“I have heard criticisms from different people that the officers are home doing nothing and getting paid, and I assure you this has not been a vacation for these officers,” said Akron Police Chief Steve Mylett.
Walker, 25, was shot and killed by police on June 27, following a traffic stop for a broken taillight that ended in a brief pursuit.
Officers fired 90 gunshots, shooting Walker 46 times, five wounds entering through his back, an autopsy revealed in July.
According to Akron police, Walker fired a shot at police during the chase. However, investigators said Walker was unarmed when he was shot and killed outside of the vehicle.
A gun was found in the backseat of Walker’s car.
The chief defended the decision to bring the officers back to work, citing a “crisis” in staffing levels. The department of 471 officers, Mylett said, is down 50 officers with more expected to leave before the end of the year.

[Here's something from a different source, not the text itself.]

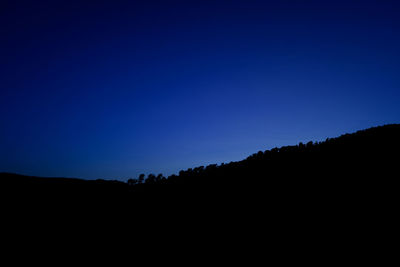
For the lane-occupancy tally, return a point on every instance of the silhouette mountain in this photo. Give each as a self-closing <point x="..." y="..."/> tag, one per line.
<point x="333" y="199"/>
<point x="350" y="163"/>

“I consider it a crisis, staffing levels in our police department to the point where I’m being put in the position where I may end up having to decide to cut some services,” said Mylett.
Mylett declined to identify what services could be cut. Officers who returned to work Monday will not be identified due to concerns for their safety. The officers will handle non-emergency calls without leaving the building.
“I believe it will make a significant difference because every call that an officer is able to handle over the telephone is one less response by a field officer,” said Mylett.
The decision to have officers return to work was made with the guidance of two advisory councils of pastors, as well as Black community leaders, Mylett said.
The Ohio Bureau of Criminal Investigation (BCI) is investigating the deadly shooting at the request of the Akron Police Department.
A BCI spokesperson said their investigation remains “open and ongoing.”
Once complete, it will be referred to the county prosecutor who appointed the attorney general’s special prosecution section to the case who would then present to a grand jury.
Monday, Walker’s mother Pamela joined concerned community members during a march for police reform.
“I’m very, very, very sympathetic to what the Walker family is going through I truly am,” said Mylett. “I pray for the family, I pray for our officers. While I’m very compassionate for that and how it will be received, I have a greater responsibility to the entire Akron community and the public at large.”